Anna is starting her freshmen year at Barry University, a college I become more impressed with each visit. Last time I accompanied them down to orientation and while I was generally positive I did express some (mildly snarky) reservations right here on this site (a couple of months back if you're checking). To my surprise I received, completely unsolicited, a nicely worded email from a university official trying to put my concerns to rest. The fact that they monitor the web for new references to Barry University spoke volumes in and of itself. Having seen a bit more of the operation and people I feel pretty good about Anna's education there, and I remain cheered by the explicit Catholic identity of the place, which is an educational plus.
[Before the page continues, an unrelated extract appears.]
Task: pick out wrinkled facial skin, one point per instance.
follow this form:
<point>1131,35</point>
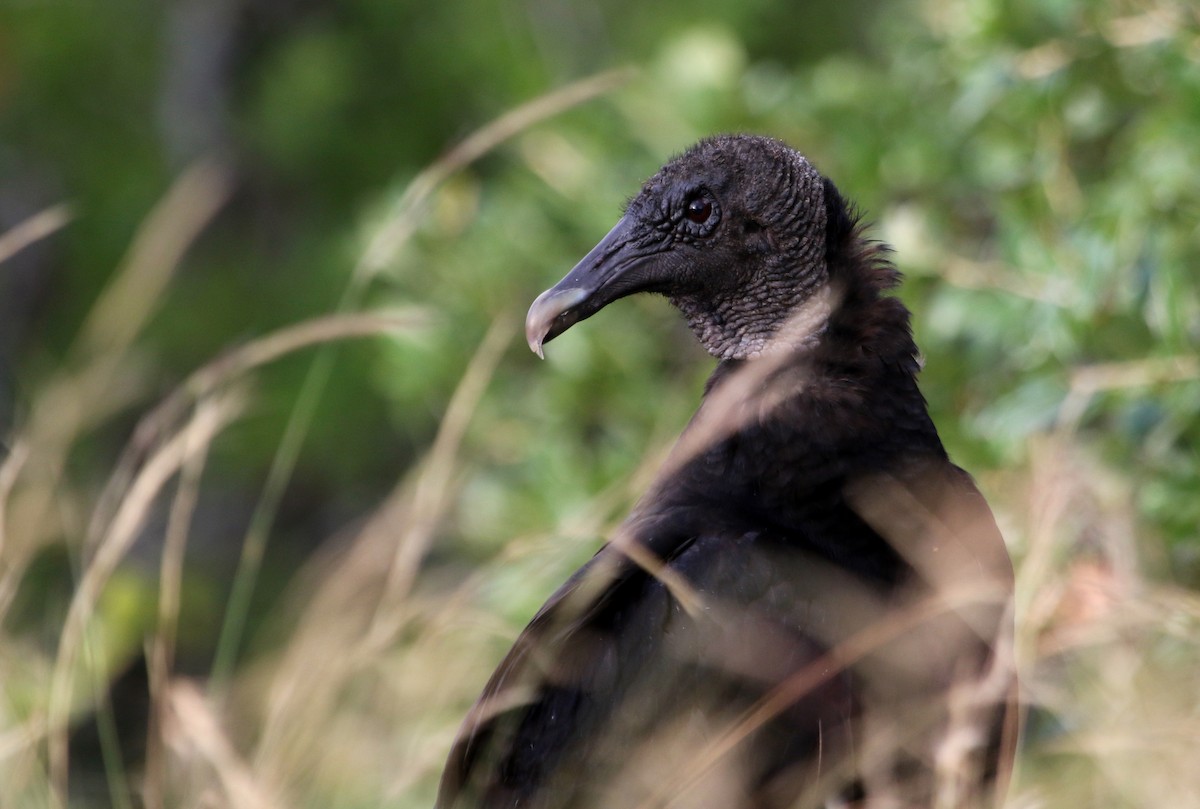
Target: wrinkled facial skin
<point>714,231</point>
My only concern now is the neighborhood. They are quite blunt when it comes to warnings not to leave the fenced-in campus at night without security. And judging by the bars on the windows of the local houses, that sounds like good advice. But what can you do? 1950 is gone and it's never coming back. At least she should be safe on campus.
These last couple of days were filled with numerous trips to Bed, Bath and Beyond and Target for dorm room outfitting, along with the associated decorating and shelf construction. Essential activities designed to kick start Anna into adulthood. I found myself hoping it would not be the last in long line of little travels I've had with Miss Anna but who knows, she's moved on. Her concerns are her school, her boyfriend, her own tastes and desires. Her life is her's. She is tentatively making her own way, with her own achievements and failures, her own sorrows and joys, covering herself with experiences that she'll wear like armor against mortality to the last.
For now, it gives me another excuse to visit Florida. Maybe even when it's not so hot.